Pour l’instant, cette application, développée avec Arrow, une entreprise spécialisée dans l’électronique, n’est pas opérationnelle. Le lancement est prévu dans deux ans à une date symbolique. "A Paris en 2024, il y aura les Jeux paralympiques, un événement qui expose les personnes avec des handicaps. Et donc ça prend du sens que l’on fasse cette application pour Paris 2024, où ça va faire écho, ça va être un événement incroyable", explique Dani Caverzaschi. Victor Gao, le vice-président d’Arrow, travaille avec le joueur depuis cinq ans: "Si vous vivez sans handicap, les obstacles sont faciles à franchir. Mais pour Dani Caverzaschi, ce n’est pas le cas. Il nous a vraiment aidés sur ce point. Les aspects physiques et mentaux ont été très importants dans la conception de l’application." "Wheelway" sera seulement disponible à Paris au début. "Je suis venu plein de fois à Paris, c’est une ville incroyable, très historique et qui a beaucoup de problèmes d’accessibilité comme d’autres capitales en Europe d’ailleurs. J’ai vécu aux Etats-Unis donc c’est facile pour moi de comparer. Et ici, il y a des pavés, des montées, c’est des fois, difficile pour une personne en fauteuil roulant."
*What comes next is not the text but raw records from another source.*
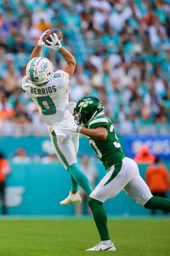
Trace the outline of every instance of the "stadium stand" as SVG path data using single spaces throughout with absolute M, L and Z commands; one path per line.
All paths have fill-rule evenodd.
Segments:
M 92 94 L 120 134 L 169 132 L 169 0 L 3 0 L 0 3 L 0 133 L 45 136 L 21 83 L 42 32 L 57 28 L 77 65 L 70 100 Z M 57 51 L 42 55 L 62 68 Z M 41 126 L 40 131 L 38 127 Z

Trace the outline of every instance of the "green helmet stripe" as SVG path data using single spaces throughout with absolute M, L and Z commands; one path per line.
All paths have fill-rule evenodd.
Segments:
M 99 119 L 95 119 L 94 120 L 93 120 L 91 122 L 90 122 L 90 123 L 89 125 L 89 126 L 88 128 L 89 128 L 91 124 L 93 124 L 94 123 L 101 123 L 104 122 L 105 123 L 108 123 L 108 120 L 105 118 L 105 117 L 102 117 L 102 118 L 99 118 Z
M 32 61 L 31 63 L 31 67 L 30 68 L 30 76 L 31 77 L 31 81 L 32 82 L 35 81 L 36 82 L 35 80 L 34 79 L 34 63 L 35 62 L 35 61 L 39 57 L 36 57 L 35 58 L 34 58 L 34 59 L 32 60 Z

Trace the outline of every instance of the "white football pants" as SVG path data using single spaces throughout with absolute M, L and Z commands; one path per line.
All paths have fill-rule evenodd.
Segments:
M 144 206 L 153 196 L 140 176 L 137 164 L 132 159 L 125 157 L 109 169 L 91 193 L 90 197 L 104 203 L 115 197 L 123 190 L 137 203 Z

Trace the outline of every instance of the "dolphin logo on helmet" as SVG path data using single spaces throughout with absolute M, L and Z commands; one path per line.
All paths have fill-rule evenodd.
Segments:
M 43 65 L 44 64 L 43 67 Z M 42 65 L 41 65 L 41 68 L 42 70 L 42 71 L 38 71 L 39 73 L 42 73 L 42 72 L 47 72 L 48 70 L 48 66 L 47 64 L 47 61 L 46 62 L 44 63 L 42 63 Z M 46 70 L 47 69 L 47 70 Z
M 51 78 L 53 69 L 52 63 L 47 58 L 35 57 L 27 65 L 26 74 L 32 83 L 42 84 Z

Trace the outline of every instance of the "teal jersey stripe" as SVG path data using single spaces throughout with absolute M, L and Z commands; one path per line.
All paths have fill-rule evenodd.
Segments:
M 52 134 L 52 136 L 53 136 L 54 144 L 55 147 L 56 149 L 57 153 L 58 153 L 59 155 L 61 158 L 62 161 L 64 162 L 65 164 L 66 165 L 67 168 L 69 168 L 69 167 L 70 167 L 70 165 L 68 163 L 68 162 L 67 161 L 67 160 L 66 158 L 64 156 L 64 155 L 62 152 L 61 151 L 58 146 L 56 134 L 55 132 L 54 131 L 52 132 L 51 134 Z
M 31 77 L 31 81 L 32 82 L 33 82 L 33 81 L 35 81 L 36 82 L 35 80 L 34 79 L 34 73 L 33 73 L 33 68 L 34 67 L 34 63 L 35 62 L 35 61 L 39 57 L 36 57 L 34 58 L 34 59 L 32 61 L 31 63 L 31 67 L 30 68 L 30 76 Z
Avec cette application, l’Espagnol espère aider de nombreuses personnes en situation de handicap. "Si moi j’ai besoin d’aide dans la rue, je m’en fiche je demande où j’ai mes amis pour m’aider. Mon handicap n’affecte pas ma vie. Je suis comme ça, je m’adapte et ce n’est pas grave. Mais beaucoup de personnes ne le font pas. Et donc, le problème c’est qu’elles ne vont pas dans la rue ou sont effrayées à l’idée d’y aller parce qu’elles savent qu’elles ne trouveront pas d’endroits accessibles. Ça limite leur vie", explique le joueur. Il souhaite donc rendre la capitale le plus accessible possible. "Pendant les JO de Paris, il y aura beaucoup de touristes et certains avec un handicap. Et c’est important aussi pour la ville, comme Paris, d’avoir plus d’accessibilité, de permettre à ces personnes d’aller dans des endroits où ils peuvent profiter, visiter, aller au restaurant."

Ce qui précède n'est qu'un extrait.